Un très beau moment de lecture fait d'une traite , captée par la démarche et la plume très vivante d'Alice Casado

Un texte émouvant et fort , résultat de la concrétisation d'un amour fusionnel et passionnel d'une petite fille pour sa grand-mère… sauf que celle-ci n'est pas issue d'une lignée obscure !!... C'est aussi une réparation ultime pour une dame d'un certain âge qui au fil du temps est minée de l'intérieur de par son illégitimité ; que son père ne l'ait pas reconnue de son vivant… Toujours le drame parmi les nombreuses quêtes touchant la filiation…

Un livre que j'ai hésité à deux reprises à acquérir , appréhendant les règlements de compte de filiation et d'héritages, histoires versant trop fréquemment dans le sordide !... L'auteure a su éviter tous ces écueils et garder une distanciation bienveillante…

L'auteure rappelle le parcours exceptionnel du poète , du résistant qu'était son arrière-grand-père ; elle passera toute une année avec lui, en préparant une sorte de Master sur « La Mémoire de René Char à L'Isle-sur-Sorgue…" en enquêtant, faisant des recherches, rencontrant des personnes l'ayant côtoyé… Tout en offrant à sa grand-mère, la fille illégitime de René Char, une réparation essentielle dans la quête de ses origines …

« Lui, qui était convaincu qu'un poète n'a pas d'enfant, ne semblait pas concevoir à quel point un enfant pouvait avoir besoin d'un père, poète ou non. »

La fille « naturelle» de René Char raconte son « chemin » avec la découverte de ce père absent, si impressionnant, de célébrité et de talent ainsi que le parcours injuste, humiliant de sa mère, Malou, (enfant de l'Assistance publique) par la plume et l'énergie passionnée de sa petite fille, Alice, avec laquelle elle a une relation quasi fusionnelle…A l'aune de ces précisions, on comprend mieux qu'Alice Casado ait bataillé quinze ans durant, fait des recherches, accompagné sa grand-mère « vénérée » dans la reconstitution de cette filiation douloureuse , rédigé cet ouvrage avec passion et finesse pour toutes les parties!

Chapeau bas à cette petite-fille , qui a fait un travail minutieux de recherches , d'enquêtes, de recoupements , qui a su éviter tous les écueils de ce genre de publication, des plus délicates. Il n'y a aucun de déboulonnage de « l'Idole »…ni jeu de massacre d'aucune sorte. Exercice complexe d'objectivité lorsqu'on fait partie soi-même de cette Histoire familiale !...

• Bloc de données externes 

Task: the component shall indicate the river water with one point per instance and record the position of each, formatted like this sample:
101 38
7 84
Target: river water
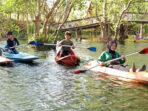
46 86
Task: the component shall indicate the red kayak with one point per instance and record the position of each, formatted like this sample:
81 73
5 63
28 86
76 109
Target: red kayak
69 60
4 60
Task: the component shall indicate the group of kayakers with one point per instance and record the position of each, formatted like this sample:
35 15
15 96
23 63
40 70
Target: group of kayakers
109 54
12 42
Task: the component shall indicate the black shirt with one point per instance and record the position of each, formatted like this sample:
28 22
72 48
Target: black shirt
12 43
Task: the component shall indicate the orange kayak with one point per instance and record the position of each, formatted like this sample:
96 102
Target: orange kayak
141 77
4 60
69 60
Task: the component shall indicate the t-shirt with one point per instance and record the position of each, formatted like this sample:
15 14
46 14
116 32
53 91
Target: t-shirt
12 43
64 42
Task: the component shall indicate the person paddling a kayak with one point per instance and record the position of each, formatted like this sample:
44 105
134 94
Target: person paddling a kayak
110 54
66 50
11 43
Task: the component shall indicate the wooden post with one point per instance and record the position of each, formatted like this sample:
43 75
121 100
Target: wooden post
141 30
80 35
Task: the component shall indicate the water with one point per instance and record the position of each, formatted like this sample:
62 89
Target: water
46 86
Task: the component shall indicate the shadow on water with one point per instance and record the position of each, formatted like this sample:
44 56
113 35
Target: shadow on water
45 85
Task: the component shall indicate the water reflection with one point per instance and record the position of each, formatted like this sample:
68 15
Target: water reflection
45 86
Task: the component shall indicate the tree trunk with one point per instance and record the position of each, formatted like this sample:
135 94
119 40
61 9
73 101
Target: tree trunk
18 16
65 17
103 25
121 16
37 18
48 16
141 30
27 25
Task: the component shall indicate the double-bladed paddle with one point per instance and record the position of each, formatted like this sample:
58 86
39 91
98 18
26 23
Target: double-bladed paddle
93 49
143 51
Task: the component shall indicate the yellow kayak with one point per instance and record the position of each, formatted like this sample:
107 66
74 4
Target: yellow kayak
136 76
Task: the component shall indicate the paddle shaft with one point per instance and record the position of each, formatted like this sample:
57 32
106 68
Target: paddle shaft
121 57
115 59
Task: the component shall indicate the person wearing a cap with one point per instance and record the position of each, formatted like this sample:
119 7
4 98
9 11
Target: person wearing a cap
12 42
66 50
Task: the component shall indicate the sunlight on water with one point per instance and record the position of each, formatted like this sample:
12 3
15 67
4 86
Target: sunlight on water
47 86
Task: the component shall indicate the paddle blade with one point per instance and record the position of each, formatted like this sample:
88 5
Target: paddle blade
79 71
32 43
35 43
93 49
144 51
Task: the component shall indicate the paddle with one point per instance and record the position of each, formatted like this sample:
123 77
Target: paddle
93 49
143 51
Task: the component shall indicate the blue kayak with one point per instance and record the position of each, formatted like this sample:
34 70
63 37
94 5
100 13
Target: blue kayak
21 57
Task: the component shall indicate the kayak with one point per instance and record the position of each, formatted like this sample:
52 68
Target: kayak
136 76
69 60
21 57
4 60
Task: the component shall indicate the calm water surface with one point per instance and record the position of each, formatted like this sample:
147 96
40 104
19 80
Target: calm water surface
46 86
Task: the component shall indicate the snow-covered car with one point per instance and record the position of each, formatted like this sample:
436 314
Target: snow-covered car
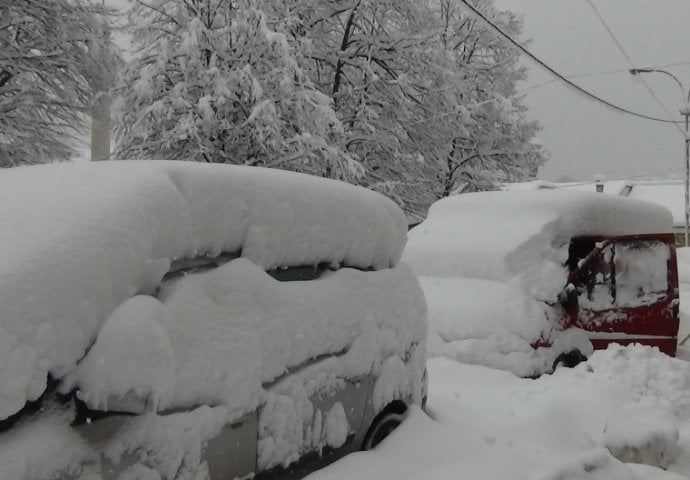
527 280
177 320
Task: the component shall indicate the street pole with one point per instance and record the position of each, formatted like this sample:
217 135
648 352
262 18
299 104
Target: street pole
685 112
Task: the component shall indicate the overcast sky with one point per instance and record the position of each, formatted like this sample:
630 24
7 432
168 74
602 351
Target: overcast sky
582 137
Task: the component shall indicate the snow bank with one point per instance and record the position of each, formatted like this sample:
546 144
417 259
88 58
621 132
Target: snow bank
79 239
487 424
525 234
487 323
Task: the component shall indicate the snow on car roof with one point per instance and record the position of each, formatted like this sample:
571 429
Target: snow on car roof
523 233
79 239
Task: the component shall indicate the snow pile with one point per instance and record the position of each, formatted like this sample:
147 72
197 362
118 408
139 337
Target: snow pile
493 324
79 239
228 331
488 424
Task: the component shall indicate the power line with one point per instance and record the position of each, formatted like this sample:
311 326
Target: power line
631 63
570 83
596 74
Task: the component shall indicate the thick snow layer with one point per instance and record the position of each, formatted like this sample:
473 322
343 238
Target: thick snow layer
487 424
228 331
487 323
525 234
80 239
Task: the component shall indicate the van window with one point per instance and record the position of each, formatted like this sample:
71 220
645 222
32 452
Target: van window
641 271
624 273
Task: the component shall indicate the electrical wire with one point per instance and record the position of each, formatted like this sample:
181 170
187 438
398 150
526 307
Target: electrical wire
577 88
631 63
596 74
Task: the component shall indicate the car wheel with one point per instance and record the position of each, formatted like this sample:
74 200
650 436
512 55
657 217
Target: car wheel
569 359
384 424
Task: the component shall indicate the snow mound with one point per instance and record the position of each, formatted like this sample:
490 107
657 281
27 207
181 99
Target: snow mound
494 324
80 239
638 435
653 378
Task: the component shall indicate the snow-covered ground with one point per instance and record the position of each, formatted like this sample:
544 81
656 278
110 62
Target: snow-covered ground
489 424
623 414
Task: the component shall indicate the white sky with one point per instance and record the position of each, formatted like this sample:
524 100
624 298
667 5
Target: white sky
585 138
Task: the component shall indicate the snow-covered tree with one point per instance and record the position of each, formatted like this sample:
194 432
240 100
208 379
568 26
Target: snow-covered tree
51 54
426 94
212 81
493 142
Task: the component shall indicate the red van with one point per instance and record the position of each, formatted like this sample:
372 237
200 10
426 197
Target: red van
624 289
527 280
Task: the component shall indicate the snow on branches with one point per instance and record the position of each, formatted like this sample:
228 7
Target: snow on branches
212 81
415 99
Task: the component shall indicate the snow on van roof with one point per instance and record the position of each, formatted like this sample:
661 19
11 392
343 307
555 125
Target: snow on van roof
80 239
524 233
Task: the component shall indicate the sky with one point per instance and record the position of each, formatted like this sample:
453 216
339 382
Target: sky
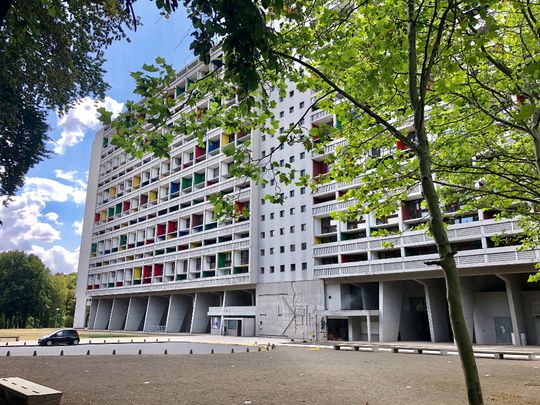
45 217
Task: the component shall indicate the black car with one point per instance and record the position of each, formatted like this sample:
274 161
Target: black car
60 337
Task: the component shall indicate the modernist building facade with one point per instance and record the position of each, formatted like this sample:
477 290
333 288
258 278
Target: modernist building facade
155 258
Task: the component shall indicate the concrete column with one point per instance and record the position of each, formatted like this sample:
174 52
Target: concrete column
513 290
467 301
92 316
390 302
119 314
435 291
103 314
155 312
180 311
136 313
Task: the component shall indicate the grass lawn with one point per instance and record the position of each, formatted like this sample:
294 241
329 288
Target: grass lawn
34 334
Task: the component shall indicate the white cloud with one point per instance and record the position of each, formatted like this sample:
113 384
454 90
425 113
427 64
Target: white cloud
77 227
79 119
58 259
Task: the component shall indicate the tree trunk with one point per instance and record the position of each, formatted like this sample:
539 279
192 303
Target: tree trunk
451 275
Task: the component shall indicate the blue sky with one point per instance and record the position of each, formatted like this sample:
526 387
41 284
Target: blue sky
45 217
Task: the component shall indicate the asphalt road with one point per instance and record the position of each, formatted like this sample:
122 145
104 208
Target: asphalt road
122 349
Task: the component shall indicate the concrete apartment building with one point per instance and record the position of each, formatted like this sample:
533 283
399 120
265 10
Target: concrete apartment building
154 258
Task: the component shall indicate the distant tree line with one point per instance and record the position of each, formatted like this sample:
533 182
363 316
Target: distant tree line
31 296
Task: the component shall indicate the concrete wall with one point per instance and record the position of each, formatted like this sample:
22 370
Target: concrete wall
488 305
86 238
103 314
136 313
119 313
156 312
180 311
290 309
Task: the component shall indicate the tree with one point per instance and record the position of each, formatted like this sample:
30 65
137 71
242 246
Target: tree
51 54
392 72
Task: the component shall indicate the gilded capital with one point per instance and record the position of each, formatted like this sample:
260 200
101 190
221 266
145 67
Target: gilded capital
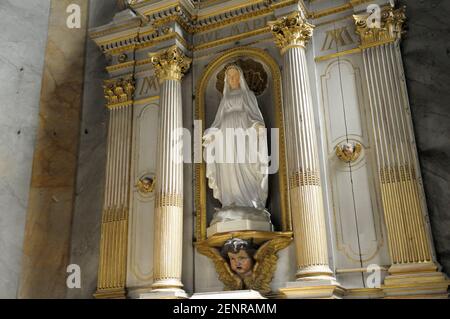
170 64
291 31
118 92
388 29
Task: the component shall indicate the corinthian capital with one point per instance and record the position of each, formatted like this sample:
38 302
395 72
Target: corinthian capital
170 64
389 28
291 31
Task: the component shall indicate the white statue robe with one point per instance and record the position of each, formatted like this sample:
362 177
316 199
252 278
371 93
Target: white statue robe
243 184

» Mon but n'avait pas été d'écrire sur la lâcheté des uns, et la grandeur des autres, mais sur tout ce qu'un être peut contenir de failles, d'admirable, sur le courage qui nous dépasse (…) sur ce qui unit les hommes et les générations les unes aux autres, parfois dans la négation, parfois dans un amour qui brûle ou qui consume »

Réparer la souffrance de sa grand-mère de ne pas avoir été reconnue par son père, le poète René Char…L'arrière-grand-mère, Malou, enfant de l'Assistance , vécut le sort des enfants abandonnés entre institutions, foyer rural, où elle était une main-d'oeuvre bon marché… pour , à 17 ans, être placée dans une famille de la grande bourgeoisie, les Char, à proximité de l'Isle-sur-Sorgue…Alice Casado s'est documenté abondamment sur le sort des « malheureux de l'Assistance Publique », nous rappellent les vies maltraitées, démunies affectivement de ces enfants privés d'»enfance »…

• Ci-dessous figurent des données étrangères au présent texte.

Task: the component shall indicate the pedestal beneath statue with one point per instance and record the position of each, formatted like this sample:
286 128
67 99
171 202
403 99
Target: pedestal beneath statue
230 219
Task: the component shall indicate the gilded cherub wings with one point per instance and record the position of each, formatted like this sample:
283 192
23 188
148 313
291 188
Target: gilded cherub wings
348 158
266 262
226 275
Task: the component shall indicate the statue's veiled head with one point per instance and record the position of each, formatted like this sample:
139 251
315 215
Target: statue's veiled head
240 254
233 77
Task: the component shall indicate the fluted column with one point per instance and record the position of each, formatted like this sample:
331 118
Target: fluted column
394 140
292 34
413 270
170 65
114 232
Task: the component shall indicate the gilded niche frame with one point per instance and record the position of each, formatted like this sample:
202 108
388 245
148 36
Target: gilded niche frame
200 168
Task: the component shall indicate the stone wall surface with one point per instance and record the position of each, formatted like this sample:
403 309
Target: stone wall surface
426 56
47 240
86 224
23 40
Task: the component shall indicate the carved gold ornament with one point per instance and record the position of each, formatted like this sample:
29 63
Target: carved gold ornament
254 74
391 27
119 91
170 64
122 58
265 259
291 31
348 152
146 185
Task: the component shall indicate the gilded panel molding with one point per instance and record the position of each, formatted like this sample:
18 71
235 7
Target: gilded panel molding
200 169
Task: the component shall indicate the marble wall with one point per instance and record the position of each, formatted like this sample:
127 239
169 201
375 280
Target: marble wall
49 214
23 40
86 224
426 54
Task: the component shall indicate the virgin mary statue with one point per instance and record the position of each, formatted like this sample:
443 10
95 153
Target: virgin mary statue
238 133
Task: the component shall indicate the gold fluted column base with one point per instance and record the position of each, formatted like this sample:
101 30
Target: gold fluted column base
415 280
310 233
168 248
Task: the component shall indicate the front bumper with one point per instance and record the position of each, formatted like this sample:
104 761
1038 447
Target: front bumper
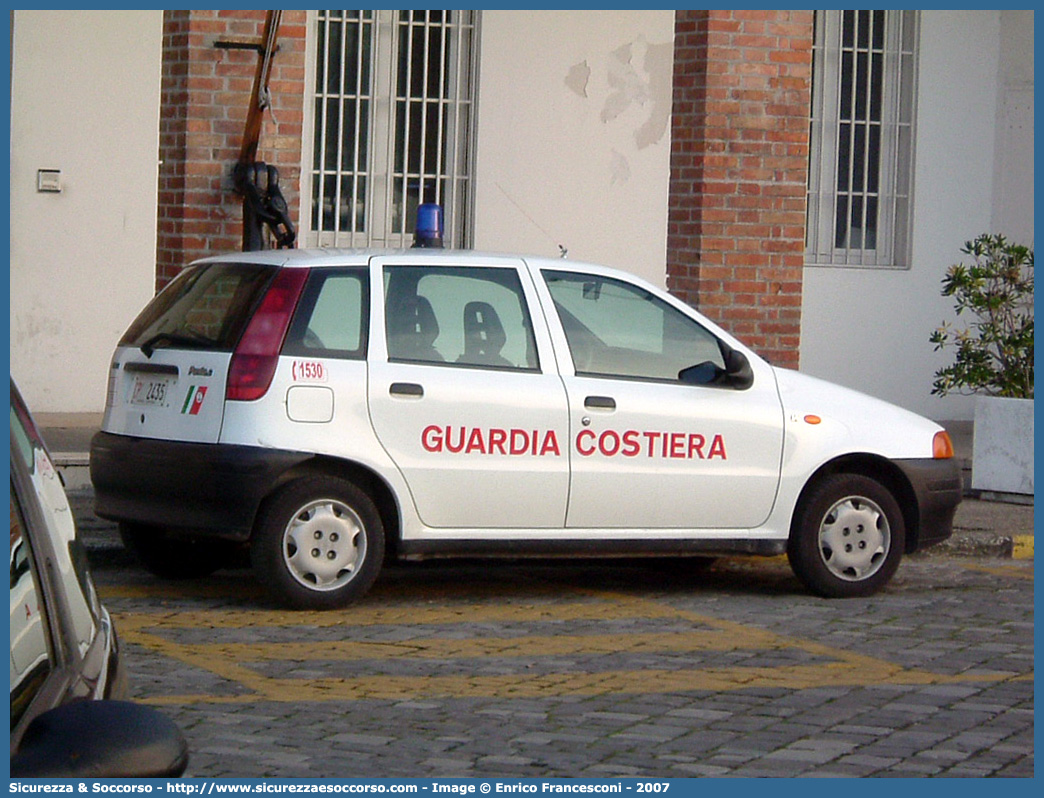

Découvert à cette occasion ces terribles « maisons de relèvement », des maisons de correction, de redressement, aux traitements répressifs, disproportionnés !

Parallèlement à cette lecture, de belles images me sont revenues à l'esprit des paysages et des lieux des deux amis, René Char et Albert Camus [ Musée de l'Isle-sur-Sorgue ; Lourmarin ]…où j'ai été à plusieurs reprises mettre mes pas !

J'achève ce « billet » par un extrait fort significatif, décrivant la complexité , les contradictions et l'ampleur de la personnalité du poète, René Char...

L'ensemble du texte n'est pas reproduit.